Executing a Benchmark

PhEval is designed for benchmarking algorithms across various datasets. To execute a benchmark using PhEval, you need to:

Execute your runner; generating the PhEval standardised parquet outputs for gene/variant/disease prioritisation.
Configure the benchmarking parameters.
Run the benchmark.

PhEval will generate various performance reports, allowing you to easily compare the effectiveness of different algorithms.

After the Runner Execution

After executing a run, you may be left with an output directory structure like so:

.
├── pheval_disease_results
│   ├── patient_1-disease_result.parquet
├── pheval_gene_results
│   ├── patient_1-gene_result.parquet
├── pheval_variant_results
│   ├── patient_1-variant_result.parquet
├── raw_results
│   ├── patient_1.json
├── results.yml
└── tool_input_commands
    └── tool_input_commands.txt

Whether you have populated pheval_disease_results, pheval_gene_results, and pheval_variant_results directories will depend on what is specified in the config.yaml for the runner execution. It is the results in these directories that are consumed in the benchmarking to produce the statistical comparison reports.

Benchmarking Configuration File

To configure the benchmarking parameters, a YAML configuration file should be created and supplied to the CLI command.

An outline of the configuration file structure follows below:

benchmark_name: exomiser_14_benchmark
runs:
  - run_identifier: run_identifier_1
    results_dir: /path/to/results_dir_1
    phenopacket_dir: /path/to/phenopacket_dir
    gene_analysis: True
    variant_analysis: False
    disease_analysis: True
    threshold:
    score_order: descending
  - run_identifier: run_identifier_2
    results_dir: /path/to/results_dir_2
    phenopacket_dir: /path/to/phenopacket_dir
    gene_analysis: True
    variant_analysis: True
    disease_analysis: True
    threshold:
    score_order: descending
plot_customisation:
  gene_plots:
    plot_type: bar_cumulative
    rank_plot_title: 
    roc_curve_title: 
    precision_recall_title: 
  disease_plots:
    plot_type: bar_cumulative
    rank_plot_title:
    roc_curve_title: 
    precision_recall_title: 
  variant_plots:
    plot_type: bar_cumulative
    rank_plot_title: 
    roc_curve_title: 
    precision_recall_title:

The benchmark_name is what will be used to name the duckdb database that will contain all the ranking and binary statistics as well as comparisons between runs. The name provided should not have any whitespace or special characters.

Runs section

The runs section specifies which run configurations should be included in the benchmarking. For each run configuration you will need to populate the following parameters:

run_identifier: The identifier associated with the run - this should be meaningful as it will be used in the naming in tables and plots.
results_dir: The full path to the root directory where the directories pheval_gene_results/pheval_variant_results/pheval_disease_results can be found.
phenopacket_dir: The full path to the phenopacket directory used during the runner execution.
gene_analysis: Boolean specifying whether to perform benchmarking for gene prioritisation analysis.
variant_analysis: Boolean specifying whether to perform benchmarking for variant prioritisation analysis
disease_analysis: Boolean specifying whether to perform benchmarking for disease prioritisation analysis
threshold: OPTIONAL score threshold to consider for inclusion of results.
score_order: Ordering of results for ranking. Either ascending or descending.

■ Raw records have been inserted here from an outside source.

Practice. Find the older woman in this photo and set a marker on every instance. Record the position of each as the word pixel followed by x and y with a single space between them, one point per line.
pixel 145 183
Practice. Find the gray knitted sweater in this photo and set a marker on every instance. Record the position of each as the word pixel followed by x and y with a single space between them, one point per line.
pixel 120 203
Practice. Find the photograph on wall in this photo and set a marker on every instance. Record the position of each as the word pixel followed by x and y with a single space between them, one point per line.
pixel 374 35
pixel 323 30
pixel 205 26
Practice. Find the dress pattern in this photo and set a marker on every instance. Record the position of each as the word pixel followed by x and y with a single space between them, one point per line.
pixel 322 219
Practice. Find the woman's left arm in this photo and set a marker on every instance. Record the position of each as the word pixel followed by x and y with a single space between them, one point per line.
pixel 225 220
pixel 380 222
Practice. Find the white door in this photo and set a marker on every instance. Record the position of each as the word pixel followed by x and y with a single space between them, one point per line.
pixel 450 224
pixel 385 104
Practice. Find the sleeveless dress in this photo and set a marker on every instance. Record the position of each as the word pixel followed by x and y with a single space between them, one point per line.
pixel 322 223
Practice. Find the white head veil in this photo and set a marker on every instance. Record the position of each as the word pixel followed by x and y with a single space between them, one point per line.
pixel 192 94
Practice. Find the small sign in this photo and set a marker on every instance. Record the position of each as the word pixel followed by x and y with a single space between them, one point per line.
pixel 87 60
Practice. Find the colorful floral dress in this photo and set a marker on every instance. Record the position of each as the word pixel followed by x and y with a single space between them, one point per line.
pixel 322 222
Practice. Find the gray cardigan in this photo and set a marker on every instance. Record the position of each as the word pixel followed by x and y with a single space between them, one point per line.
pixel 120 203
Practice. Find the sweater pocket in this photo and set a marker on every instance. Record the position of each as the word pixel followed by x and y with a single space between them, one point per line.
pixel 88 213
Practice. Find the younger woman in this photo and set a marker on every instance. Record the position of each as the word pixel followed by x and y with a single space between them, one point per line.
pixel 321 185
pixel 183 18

Plot customisation section

The plot_customisation section specifies any additional customisation to the plots output from the benchmarking. Here you can specify title names for all the plots output, as well as the plot type for displaying the summary ranking stats. This section is split by the plots output from the gene, variant and disease prioritisation benchmarking. The parameters in this section do not need to be populated - however, if left blank it will default to generic titles. The parameters as follows are:

plot_type: The plot type output for the summary rank stats plot. This can be either, bar_cumulative, bar_non_cumulative or bar_stacked.
rank_plot_title: The customised title for the summary rank stats plot.
roc_curve_title: The customised title for the ROC curve plot.
precision_recall_title The customised title for the precision-recall curve plot.

Executing the benchmark

After configuring the benchmarking YAML, executing the benchmark is relatively simple.

pheval-utils benchmark --run-yaml benchmarking_config.yaml

Note: As of pheval-utils version 0.5.0 onwards, the command is benchmark.
In earlier versions, the equivalent command was generate-benchmark-stats. See the v0.5.1 release notes for more details.